Apresentadas contrarrazões, nesta instância, a Procuradoria Regional Eleitoral manifestou-se pela anulação da sentença de ofício para que se promova a citação do agente público e dos demais beneficiários.
É o relatório.
VOTO
O recurso é tempestivo, pois observado o tríduo legal.
Preliminar de litisconsórcio passivo necessário entre o agente público e o beneficiário da conduta vedada.
A representação por conduta vedada foi ajuizada apenas contra a Coligação Trabalho, Diálogo e Coração, deixando de promover a citação do agente público dito responsável pela conduta, Sra. Márcia Scherer.

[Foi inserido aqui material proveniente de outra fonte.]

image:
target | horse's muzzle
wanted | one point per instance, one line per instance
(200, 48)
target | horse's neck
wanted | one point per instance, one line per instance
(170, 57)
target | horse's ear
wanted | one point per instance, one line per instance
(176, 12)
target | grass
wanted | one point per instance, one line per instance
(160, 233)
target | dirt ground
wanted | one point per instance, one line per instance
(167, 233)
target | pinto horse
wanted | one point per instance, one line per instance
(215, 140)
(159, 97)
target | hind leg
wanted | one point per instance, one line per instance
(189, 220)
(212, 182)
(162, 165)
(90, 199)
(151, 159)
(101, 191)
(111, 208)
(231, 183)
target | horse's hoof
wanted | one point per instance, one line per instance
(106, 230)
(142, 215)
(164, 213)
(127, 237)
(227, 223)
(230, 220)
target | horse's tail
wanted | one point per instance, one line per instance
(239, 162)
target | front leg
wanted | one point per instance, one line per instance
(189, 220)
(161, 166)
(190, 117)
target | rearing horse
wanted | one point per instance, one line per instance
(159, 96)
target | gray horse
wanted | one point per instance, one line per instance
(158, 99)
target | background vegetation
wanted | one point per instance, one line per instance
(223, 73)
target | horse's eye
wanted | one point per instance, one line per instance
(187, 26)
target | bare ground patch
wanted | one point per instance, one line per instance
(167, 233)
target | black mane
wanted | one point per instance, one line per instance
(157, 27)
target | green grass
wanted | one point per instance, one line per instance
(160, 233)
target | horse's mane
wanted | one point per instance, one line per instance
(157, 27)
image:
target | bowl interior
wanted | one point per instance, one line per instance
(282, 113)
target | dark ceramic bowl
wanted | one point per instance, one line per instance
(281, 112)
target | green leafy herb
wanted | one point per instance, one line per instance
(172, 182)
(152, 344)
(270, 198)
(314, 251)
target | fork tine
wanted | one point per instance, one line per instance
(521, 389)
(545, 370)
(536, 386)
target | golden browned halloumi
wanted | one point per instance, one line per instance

O Tribunal Superior Eleitoral firmou entendimento firme no sentido de que o agente público, apontado como executor da conduta vedada, é litisconsorte necessário em representação proposta contra eventuais beneficiários, como se pode verificar pela seguinte ementa:
Representação. Conduta vedada. Litisconsórcio passivo necessário.
O agente público, tido como responsável pela prática da conduta vedada, é litisconsorte passivo necessário em representação proposta contra os eventuais beneficiários.
Não requerida a citação de litisconsorte passivo necessário até a data da diplomação - data final para a propositura de representação por conduta vedada -, deve o processo ser julgado extinto, em virtude da decadência.
Recursos ordinários do Governador e do Vice-Governador providos e recurso do PSDB julgado prejudicado.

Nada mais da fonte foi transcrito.